490. It will be very difficult for many minds — and for the very best and clearest minds, more difficult than for others — to comprehend the logical correctness of a view which does not put the assumption of time before either metaphysics or logic instead of after those kinds of necessity, as here arranged. But that is an objection, not to this particular item of the development, but to the general plan of it. To admit the force of the objection and carry it out to its consequences would simply result in reversing the whole order of development, making it begin with polyads, analyzing these into triads, and then finding dyads in triads, and monads in dyads. There is not only nothing erroneous in such an arrangement, but the conceptions cannot be thoroughly grasped until it has been carried out. But this is only one of two sides of the shield, both of which must be examined, and which have to be synthesized in the really philosophical view. The reason of this is, that although the view which takes the triad first is necessary to the understanding of any given point, yet it cannot, from the very nature of the case, be carried out in an entirely thoroughgoing manner. How, for instance, would you begin? By taking the triad first. You thus do, in spite of yourself, introduce the monadic idea of »first« at the very outset. To get at the idea of a monad, and especially to make it an accurate and clear conception, it is necessary to begin with the idea of a triad and find the monad-idea involved in it. But this is only a scaffolding necessary during the process of constructing the conception. When the conception has been constructed, the scaffolding may be removed, and the monad-idea will be there in all its abstract perfection. According to the path here pursued from monad to triad, from monadic triads to triadic triads, etc., we do not progress by logical involution — we do not say the monad involves a dyad — but we pursue a path of evolution. That is to say, we say that to carry out and perfect the monad, we need next a dyad. This seems to be a vague method when stated in general terms; but in each case, it turns out that deep study of each conception in all its features brings a clear perception that precisely a given next conception is called for.
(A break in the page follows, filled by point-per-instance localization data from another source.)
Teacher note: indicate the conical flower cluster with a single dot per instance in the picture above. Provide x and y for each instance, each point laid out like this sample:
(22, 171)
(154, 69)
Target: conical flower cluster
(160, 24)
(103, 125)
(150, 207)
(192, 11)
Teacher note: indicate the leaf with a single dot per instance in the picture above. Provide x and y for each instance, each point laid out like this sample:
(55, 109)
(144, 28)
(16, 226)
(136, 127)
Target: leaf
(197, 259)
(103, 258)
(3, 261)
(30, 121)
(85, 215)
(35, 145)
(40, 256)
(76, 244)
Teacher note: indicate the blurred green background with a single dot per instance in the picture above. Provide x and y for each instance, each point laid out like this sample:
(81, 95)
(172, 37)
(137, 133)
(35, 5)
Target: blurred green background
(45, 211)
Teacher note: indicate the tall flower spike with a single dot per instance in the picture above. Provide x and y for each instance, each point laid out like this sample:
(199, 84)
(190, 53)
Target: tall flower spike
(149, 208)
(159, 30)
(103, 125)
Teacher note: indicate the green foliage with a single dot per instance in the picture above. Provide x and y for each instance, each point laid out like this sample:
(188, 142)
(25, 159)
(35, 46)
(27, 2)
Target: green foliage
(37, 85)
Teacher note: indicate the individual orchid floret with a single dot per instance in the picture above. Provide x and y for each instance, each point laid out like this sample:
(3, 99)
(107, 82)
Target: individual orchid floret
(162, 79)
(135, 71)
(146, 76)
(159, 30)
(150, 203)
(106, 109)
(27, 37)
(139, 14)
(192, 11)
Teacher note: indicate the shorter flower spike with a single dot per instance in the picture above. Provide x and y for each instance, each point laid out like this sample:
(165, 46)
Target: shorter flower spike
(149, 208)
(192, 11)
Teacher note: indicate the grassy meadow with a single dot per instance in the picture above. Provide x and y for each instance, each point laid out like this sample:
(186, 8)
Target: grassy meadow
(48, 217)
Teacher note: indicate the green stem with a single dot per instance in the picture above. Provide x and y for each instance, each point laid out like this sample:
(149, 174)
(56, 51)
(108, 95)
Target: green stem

491. So far Hegel is quite right. But he formulates the general procedure in too narrow a way, making it use no higher method than dilemma, instead of giving it an observational essence. The real formula is this: a conception is framed according to a certain precept, [then] having so obtained it, we proceed to notice features of it which, though necessarily involved in the precept, did not need to be taken into account in order to construct the conception.1) These features we perceive take radically different shapes; and these shapes, we find, must be particularized, or decided between, before we can gain a more perfect grasp of the original conception. It is thus that thought is urged on in a predestined path. This is the true evolution of thought, of which Hegel's dilemmatic method is only a special character which the evolution is sometimes found to assume. The great danger of the evolutionary procedure lies in forcing steps that are not inevitable, in consequence of not having a sufficiently distinct apprehension of the features of the conception in hand to see what it is that must immediately succeed it. The idea of time must be employed in arriving at the conception of logical consecution; but the idea once obtained, the time-element may be omitted, thus leaving the logical sequence free from time. That done, time appears as an existential analogue of the logical flow.